И поползли по селу слухи. Люди рассуждали по-разному. Одни говорили:
— Умер муж, жена свободна. Об этом и поговорка народная гласит. Правильно поступает Огульдженнет.
Другие, напротив, осуждали её. Проходя по улице, Огульдженнет чувствовала их взгляды спиной и затылком и слышала их ядовитый шепоток:
— Распутница… Бесстыжая…
Негодовала, бушевала злая Оразгюль. Не знал покоя в эти дни Атак.
— И тебе не стыдно бывать среди людей? Ждёшь, пока кто-нибудь у тебя на глазах возьмёт в жёны жену твоего брата? — с язвительной ухмылочкой говорила Оразгюль. — Что ж, дождёшься. Поверь моему слову, дождёшься.
Беспокоили, разумеется, эти слухи Хайдара-ага и Боссан-эдже.
Но ни старики, ни Атак, ни даже Оразгюль не могли ничего сказать Огульдженнет. Но каждый из них, конечно, думал, переживал.
— Эх-х, — протянул Хайдар-ага как-то, когда они остались вдвоём с женой. — Пришло одно несчастье в дом — жди второго. Проклятая война! Чопан погиб, и Огульдженнет уйдёт. Её ведь насильно не удержишь.
— Этого не может быть. Не покинет она нас, — не хотела верить всему происходящему Боссан-эдже. Порой она даже порывалась обо всём расспросить Огульдженнет. Но язык не поворачивался спрашивать у невестки, а не собирается ли она выходить замуж.

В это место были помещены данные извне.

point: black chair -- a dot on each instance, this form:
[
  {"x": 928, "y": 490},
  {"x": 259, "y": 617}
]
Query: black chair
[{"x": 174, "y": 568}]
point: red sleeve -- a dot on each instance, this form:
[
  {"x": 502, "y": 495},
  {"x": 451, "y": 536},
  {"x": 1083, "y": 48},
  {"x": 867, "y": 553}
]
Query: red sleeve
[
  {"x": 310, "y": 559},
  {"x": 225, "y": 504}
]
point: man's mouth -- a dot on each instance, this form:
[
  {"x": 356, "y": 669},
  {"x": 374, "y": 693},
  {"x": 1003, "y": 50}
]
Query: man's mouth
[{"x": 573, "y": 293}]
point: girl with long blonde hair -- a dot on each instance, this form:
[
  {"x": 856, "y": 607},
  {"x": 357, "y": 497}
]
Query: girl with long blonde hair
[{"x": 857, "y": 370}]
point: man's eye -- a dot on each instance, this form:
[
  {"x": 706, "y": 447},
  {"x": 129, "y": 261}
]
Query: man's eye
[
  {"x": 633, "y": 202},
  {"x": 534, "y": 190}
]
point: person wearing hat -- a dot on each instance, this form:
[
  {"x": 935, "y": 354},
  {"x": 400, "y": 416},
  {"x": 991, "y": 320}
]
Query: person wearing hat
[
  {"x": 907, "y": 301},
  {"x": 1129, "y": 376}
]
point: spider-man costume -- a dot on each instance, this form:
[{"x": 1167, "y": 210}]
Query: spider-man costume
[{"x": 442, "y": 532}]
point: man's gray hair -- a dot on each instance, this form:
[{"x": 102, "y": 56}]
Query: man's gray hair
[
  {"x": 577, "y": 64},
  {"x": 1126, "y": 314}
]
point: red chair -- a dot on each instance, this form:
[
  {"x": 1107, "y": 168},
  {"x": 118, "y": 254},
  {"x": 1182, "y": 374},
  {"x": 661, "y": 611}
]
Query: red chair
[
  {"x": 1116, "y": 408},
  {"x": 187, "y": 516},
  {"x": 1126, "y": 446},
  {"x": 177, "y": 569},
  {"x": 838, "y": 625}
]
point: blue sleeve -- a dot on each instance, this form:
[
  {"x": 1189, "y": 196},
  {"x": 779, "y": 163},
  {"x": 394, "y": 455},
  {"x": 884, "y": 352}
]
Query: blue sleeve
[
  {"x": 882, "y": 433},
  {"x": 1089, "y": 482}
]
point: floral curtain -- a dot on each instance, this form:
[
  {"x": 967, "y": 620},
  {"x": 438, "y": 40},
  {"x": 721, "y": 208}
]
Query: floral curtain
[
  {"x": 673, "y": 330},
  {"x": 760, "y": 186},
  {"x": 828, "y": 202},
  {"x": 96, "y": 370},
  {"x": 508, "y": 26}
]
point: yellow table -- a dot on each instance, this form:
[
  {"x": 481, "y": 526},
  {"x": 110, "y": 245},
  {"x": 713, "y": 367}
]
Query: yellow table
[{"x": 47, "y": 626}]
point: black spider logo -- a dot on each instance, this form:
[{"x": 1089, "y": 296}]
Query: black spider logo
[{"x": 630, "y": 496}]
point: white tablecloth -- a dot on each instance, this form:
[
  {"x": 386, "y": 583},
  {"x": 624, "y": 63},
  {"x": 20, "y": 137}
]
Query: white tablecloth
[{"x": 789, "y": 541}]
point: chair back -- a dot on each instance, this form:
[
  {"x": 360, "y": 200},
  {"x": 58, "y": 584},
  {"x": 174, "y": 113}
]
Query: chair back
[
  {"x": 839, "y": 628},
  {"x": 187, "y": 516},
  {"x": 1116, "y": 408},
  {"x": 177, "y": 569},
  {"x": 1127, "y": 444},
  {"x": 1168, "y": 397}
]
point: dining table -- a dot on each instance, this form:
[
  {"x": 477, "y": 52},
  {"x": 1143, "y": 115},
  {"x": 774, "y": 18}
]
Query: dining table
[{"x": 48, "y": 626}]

Вот поэтому-то и молчали старики, ожидая, когда она сама об этом заговорит.
«Вот тогда и придумаем что-нибудь», — решили они. Но что именно придумают, никто из них не знал.
Огульдженнет уже догадывалась, что слухи дошли до свёкра, свекрови и родственников. Продолжать жить у свёкра? Трудно. Люди они добрые, душевные, но ведь сердцу не прикажешь. Уйти?

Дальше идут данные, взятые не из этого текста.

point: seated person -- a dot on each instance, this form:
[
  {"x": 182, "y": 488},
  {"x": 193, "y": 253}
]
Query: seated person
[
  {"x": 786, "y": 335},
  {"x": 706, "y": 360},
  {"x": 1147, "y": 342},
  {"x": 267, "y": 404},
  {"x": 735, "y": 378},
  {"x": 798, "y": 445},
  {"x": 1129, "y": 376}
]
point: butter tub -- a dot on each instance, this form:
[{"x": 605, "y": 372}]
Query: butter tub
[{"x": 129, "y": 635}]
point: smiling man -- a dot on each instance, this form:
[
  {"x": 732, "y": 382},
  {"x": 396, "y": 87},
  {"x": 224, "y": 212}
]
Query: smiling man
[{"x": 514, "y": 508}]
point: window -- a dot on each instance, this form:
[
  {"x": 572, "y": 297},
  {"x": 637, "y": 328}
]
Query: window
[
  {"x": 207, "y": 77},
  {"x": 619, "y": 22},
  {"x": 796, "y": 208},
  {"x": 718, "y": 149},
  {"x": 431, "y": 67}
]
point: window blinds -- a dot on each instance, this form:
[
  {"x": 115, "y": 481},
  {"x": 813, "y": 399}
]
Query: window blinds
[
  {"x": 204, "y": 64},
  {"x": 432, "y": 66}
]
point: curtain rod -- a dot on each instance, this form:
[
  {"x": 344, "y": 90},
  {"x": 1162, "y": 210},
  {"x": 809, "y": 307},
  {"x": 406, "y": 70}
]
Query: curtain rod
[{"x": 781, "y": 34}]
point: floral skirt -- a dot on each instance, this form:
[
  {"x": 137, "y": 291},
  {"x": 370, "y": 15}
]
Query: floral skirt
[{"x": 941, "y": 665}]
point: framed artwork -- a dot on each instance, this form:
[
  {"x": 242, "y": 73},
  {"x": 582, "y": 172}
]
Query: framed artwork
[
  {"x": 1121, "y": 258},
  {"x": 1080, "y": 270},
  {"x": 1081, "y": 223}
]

— Да, — решила она в конце концов, — нужно уйти. Зачем обманывать себя и других.
Но Халик продолжал оттягивать время. Нет, он не отказывал. Он обещал, откладывал со дня на день их помолвку, просил подождать ещё немного, но однажды…
В тот день Огульдженнет проснулась раньше обычного. Утро выдалось погожее, свежее. Огульдженнет чувствовала себя легко. Казалось, во всём мире вот так же, как за окном, светло, уютно и тихо. Умывшись, она причесалась и стала рассматривать себя в зеркало.
Стройная, высокая, совсем ещё молодая женщина. Её упругие, ещё не утратившие своей девичьей свежести груди выпирали из-под тонкого платья, норовя прорвать его. Большие, словно пиалы, глаза излучали свет. Щёки были покрыты густым румянцем. Она улыбнулась, радуясь своему здоровью, молодости и красоте. И вдруг увидела отражавшийся в зеркале портрет Чопана. Казалось, что он следит за каждым её движением. Улыбка исчезла с её лица. Огульдженнет стало как-то вдруг грустно и как-то не по себе.